Figure 5. Evidence of marginally elevated CARD11-induced NF-κB signaling in patient lymphocytes

(A) Confocal microscopy analysis of CARD11 expression (green) in purified B and T cells from the patient (Pt) and a normal donor (Ctrl). The percentage of cells with visible CARD11 aggregates (white arrowheads) was quantified by scoring ~200 cells from multiple fields. Scoring data represent mean ± standard deviation from two blinded scorers; p<0.03 (B cells), p<0.01 (T cells). Scalebars = 5 μm. (B) Confocal microscopy imaging of phospho-IKK, p65 (RelA) and RelB in control and patient lymphocytes. Scalebars = 5 μm. (C) Immunoblotting of total lysates from purified T cells and naïve B cells prepared from the patient (Pt) and a normal donor (Ctrl). Detected proteins are listed at right; β-actin serves as a loading control. Data are representative of two separate blood draws.

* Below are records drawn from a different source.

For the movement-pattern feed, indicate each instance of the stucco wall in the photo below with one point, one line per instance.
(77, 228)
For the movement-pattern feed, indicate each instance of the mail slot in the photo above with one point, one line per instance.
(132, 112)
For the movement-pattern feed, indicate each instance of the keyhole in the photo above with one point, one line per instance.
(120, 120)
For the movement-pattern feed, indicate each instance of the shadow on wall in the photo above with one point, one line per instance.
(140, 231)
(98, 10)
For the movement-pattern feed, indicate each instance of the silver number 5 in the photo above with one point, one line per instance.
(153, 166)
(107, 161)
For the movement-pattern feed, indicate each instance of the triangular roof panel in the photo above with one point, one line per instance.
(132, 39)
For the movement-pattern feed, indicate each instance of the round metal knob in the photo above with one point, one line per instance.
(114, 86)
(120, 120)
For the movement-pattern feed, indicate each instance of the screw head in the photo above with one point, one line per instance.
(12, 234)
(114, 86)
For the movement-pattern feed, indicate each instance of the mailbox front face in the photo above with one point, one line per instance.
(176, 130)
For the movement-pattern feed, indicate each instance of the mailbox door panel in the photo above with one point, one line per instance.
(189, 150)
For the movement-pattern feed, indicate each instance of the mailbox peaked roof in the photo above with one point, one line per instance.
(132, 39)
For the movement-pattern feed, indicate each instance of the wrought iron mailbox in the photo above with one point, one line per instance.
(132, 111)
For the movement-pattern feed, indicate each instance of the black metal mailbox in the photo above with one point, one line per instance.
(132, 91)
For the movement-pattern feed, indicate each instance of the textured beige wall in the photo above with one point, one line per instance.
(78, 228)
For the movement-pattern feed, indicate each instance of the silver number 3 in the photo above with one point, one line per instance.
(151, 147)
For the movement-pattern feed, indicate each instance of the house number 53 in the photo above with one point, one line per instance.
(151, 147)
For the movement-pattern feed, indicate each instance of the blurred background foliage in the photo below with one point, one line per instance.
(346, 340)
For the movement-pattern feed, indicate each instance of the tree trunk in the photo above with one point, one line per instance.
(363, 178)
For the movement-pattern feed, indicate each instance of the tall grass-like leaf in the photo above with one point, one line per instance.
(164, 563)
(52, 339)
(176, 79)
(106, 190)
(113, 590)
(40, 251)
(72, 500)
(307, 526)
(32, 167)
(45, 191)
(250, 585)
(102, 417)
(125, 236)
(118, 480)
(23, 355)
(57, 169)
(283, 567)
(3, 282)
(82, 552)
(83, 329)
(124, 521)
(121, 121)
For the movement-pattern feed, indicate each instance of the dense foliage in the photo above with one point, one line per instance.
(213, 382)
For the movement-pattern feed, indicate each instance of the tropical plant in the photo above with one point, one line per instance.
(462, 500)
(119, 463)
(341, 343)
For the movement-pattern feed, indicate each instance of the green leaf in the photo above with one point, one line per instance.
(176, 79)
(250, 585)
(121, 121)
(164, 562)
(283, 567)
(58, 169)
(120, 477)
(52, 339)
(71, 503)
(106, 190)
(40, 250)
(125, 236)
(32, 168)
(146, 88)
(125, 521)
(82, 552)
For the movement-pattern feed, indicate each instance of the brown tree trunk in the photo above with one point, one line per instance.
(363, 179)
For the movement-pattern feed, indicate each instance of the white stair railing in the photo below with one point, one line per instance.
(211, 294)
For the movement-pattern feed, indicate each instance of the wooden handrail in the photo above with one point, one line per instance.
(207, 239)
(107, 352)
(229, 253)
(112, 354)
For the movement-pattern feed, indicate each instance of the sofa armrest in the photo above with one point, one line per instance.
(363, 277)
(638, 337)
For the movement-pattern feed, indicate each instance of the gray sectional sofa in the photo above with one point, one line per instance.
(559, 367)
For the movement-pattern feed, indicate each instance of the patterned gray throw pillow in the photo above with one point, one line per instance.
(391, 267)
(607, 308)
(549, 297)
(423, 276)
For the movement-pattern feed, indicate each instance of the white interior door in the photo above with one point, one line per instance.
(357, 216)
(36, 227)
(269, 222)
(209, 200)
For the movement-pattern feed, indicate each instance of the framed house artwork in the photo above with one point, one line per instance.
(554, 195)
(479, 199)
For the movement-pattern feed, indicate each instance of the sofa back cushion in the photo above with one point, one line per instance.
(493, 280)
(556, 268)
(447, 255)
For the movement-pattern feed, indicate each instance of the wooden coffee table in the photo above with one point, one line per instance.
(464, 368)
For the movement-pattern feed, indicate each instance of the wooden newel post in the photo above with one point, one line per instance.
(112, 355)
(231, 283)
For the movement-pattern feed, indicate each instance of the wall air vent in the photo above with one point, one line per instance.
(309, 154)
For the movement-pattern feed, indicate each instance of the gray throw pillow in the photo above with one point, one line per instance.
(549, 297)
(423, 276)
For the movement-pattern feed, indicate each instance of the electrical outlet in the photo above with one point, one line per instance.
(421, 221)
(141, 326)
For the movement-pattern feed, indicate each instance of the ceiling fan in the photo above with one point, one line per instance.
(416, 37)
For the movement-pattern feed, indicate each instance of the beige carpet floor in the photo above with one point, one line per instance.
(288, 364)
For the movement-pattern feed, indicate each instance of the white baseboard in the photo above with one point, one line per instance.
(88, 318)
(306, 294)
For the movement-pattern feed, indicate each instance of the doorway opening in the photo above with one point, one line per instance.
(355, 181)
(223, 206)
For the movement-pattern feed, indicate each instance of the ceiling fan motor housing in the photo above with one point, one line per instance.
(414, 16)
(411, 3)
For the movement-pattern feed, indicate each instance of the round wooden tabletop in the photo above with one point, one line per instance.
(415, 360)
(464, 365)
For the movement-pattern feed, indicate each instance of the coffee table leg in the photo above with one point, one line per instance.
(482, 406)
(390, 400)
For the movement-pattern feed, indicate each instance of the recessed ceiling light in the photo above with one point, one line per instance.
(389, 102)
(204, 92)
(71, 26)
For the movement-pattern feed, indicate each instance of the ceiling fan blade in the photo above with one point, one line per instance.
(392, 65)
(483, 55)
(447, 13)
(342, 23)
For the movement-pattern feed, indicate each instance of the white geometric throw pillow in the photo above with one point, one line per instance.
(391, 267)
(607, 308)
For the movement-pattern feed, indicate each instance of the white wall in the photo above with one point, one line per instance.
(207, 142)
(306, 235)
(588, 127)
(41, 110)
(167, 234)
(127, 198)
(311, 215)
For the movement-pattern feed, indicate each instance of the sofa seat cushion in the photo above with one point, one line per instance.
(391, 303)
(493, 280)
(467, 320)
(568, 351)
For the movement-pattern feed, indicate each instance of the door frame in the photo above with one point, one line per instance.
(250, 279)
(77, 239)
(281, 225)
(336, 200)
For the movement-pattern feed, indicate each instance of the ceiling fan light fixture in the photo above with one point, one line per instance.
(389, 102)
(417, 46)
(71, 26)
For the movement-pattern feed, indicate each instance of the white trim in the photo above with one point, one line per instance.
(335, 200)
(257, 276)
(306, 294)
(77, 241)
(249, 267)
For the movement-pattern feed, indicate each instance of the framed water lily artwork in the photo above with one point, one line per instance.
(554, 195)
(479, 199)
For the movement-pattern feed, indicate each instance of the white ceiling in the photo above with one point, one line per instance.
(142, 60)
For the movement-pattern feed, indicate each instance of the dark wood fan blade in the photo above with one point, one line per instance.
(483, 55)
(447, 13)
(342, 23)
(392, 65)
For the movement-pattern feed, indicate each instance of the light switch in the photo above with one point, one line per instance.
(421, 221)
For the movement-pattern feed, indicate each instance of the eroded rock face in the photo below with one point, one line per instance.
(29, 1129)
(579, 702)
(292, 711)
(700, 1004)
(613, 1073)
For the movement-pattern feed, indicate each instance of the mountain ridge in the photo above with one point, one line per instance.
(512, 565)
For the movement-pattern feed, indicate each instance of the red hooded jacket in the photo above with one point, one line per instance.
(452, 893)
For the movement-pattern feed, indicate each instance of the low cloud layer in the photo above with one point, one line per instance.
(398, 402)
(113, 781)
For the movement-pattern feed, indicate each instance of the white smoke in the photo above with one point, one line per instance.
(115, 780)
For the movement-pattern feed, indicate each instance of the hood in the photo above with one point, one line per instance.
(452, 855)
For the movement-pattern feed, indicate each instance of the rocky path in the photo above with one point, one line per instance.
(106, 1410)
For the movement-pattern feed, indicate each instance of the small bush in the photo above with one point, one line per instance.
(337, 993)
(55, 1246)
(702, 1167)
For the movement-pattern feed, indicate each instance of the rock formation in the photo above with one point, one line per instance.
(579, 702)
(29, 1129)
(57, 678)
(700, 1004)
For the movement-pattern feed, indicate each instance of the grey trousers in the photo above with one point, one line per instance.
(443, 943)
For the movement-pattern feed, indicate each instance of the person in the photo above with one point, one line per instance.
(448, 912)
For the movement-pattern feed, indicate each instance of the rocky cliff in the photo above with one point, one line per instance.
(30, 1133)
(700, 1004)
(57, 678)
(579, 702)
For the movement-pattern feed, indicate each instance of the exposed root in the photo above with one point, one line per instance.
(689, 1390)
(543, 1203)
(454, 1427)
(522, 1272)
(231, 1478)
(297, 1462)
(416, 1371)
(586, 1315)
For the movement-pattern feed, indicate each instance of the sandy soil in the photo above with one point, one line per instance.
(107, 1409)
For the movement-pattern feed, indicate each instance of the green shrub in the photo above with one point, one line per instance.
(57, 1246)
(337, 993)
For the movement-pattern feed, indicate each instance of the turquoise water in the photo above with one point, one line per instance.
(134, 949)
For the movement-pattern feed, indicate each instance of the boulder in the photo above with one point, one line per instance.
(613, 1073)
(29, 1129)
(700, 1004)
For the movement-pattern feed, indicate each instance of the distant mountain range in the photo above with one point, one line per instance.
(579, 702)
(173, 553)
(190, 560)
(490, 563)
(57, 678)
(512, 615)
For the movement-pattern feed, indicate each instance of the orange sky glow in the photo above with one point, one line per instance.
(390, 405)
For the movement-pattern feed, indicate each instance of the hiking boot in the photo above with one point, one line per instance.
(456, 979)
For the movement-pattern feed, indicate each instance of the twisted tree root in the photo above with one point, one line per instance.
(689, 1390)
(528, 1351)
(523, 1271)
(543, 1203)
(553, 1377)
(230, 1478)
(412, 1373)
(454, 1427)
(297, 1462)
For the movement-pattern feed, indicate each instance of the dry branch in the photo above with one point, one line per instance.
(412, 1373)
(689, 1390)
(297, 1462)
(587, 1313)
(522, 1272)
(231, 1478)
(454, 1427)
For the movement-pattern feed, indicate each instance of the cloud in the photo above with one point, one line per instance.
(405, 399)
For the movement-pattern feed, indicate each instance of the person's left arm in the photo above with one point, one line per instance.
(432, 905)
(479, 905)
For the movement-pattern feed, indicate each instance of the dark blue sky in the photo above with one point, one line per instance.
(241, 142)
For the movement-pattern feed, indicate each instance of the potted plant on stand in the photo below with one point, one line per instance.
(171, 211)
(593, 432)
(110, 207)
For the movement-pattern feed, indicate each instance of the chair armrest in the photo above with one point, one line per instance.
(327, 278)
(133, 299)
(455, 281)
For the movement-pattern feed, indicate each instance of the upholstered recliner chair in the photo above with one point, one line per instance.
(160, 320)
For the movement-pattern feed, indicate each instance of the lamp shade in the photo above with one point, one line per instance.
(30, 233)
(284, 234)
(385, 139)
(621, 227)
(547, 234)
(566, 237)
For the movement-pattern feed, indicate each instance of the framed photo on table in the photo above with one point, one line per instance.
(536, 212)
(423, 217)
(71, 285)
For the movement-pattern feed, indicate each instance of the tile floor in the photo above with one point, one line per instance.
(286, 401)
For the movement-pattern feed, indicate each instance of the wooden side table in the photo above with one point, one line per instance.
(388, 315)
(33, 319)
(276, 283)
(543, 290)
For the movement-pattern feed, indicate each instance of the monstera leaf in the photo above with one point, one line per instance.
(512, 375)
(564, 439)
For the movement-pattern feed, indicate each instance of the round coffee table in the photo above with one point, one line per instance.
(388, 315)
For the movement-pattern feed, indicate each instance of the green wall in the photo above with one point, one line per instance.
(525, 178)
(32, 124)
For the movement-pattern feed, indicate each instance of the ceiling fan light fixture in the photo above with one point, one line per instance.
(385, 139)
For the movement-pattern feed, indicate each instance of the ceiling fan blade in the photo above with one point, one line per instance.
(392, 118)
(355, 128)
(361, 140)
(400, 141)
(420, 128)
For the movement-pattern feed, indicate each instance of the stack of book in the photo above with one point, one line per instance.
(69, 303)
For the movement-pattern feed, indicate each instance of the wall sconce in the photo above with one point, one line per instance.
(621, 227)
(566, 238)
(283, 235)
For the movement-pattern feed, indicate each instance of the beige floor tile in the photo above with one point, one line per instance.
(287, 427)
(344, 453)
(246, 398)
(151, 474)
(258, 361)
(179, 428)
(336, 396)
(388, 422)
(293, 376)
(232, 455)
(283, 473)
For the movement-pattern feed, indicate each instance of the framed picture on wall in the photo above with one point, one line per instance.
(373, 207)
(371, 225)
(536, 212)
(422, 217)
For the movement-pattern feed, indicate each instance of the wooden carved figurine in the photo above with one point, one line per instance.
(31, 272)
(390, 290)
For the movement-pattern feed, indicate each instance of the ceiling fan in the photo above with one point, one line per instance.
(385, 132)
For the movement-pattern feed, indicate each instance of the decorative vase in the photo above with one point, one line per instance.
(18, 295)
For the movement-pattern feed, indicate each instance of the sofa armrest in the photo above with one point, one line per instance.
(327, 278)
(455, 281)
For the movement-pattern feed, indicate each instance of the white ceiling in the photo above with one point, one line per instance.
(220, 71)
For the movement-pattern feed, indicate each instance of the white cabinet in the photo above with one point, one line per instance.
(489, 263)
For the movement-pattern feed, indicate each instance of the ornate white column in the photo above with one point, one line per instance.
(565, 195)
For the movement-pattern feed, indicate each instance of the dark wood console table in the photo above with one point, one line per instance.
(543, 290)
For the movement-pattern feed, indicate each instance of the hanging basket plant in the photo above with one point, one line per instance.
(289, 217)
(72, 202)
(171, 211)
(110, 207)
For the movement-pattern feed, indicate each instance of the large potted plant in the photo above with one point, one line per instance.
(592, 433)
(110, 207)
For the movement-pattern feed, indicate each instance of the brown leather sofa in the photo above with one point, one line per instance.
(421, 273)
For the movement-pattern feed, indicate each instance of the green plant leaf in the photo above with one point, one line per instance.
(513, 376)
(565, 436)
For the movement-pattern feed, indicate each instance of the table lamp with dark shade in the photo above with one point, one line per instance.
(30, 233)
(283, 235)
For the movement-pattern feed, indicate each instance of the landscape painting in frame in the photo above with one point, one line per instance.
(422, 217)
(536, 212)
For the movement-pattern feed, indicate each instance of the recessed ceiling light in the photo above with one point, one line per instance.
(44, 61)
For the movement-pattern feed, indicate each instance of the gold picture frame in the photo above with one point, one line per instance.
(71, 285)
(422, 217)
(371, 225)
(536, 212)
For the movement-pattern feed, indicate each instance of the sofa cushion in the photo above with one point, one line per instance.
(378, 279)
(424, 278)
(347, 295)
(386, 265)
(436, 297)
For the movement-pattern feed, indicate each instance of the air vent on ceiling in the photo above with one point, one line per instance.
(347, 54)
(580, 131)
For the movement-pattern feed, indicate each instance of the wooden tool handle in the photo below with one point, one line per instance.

Figure 6. Comparative analysis of enhanced cell cycle progression and survival of patient B cells upon stimulation

(A) Heat map of 19 differentially expressed cell cycle-related genes in naïve B cells from the patient (P6) relative to other BENTA patients and B cell controls. Color intensity represents fragments per kilobase per million (FPKM) values derived from paired-end RNA-Seq analysis. (B) Quantitative PCR validation of the expression of selected genes in controls versus BENTA patients, derived from the cell cycle signature outlined in (A). (C) KREC analysis of in vivo replication history (displayed as # of cell divisions) for sorted immature and mature naïve B cells from P6, P3, and a normal control. (D) Cell cycle profiling of naïve B cells from control, P3, and P6. Markers represent the percentage of cells in G1 (M1), S (M2), and G2/M (M3) phases of the cell cycle. Data in (C) and (D) are representative of two experiments. (E) CFSE dilution analysis of naïve B cells left unstimulated (gray filled histogram) or activated with anti-IgM F(ab)₂ plus anti-CD40 (blue) or dextran-conjugated anti-IgM plus anti-CD40 (green) for 5 days. The percentage of divided cells and the proliferative index (total # of divisions/total # of dividing cells) are displayed at right for activated samples. Data are representative of three separate experiments. (F) Cell survival assays for naïve B cells purified from a normal control (black), P3 (gray), or P6 (blue) −/+ stimulation with anti-IgM F(ab)₂ plus anti-CD40. Cell viability was measured over 5 days in culture. Data are representative of two separate experiments. (G) Quantitation of apoptotic cells following BCR stimulation. The percentage of Annexin V⁺ apoptotic cells (inset numbers) within the actively dividing population (based on CFSE dilution) from (F) was determined on day 5 by flow cytometry.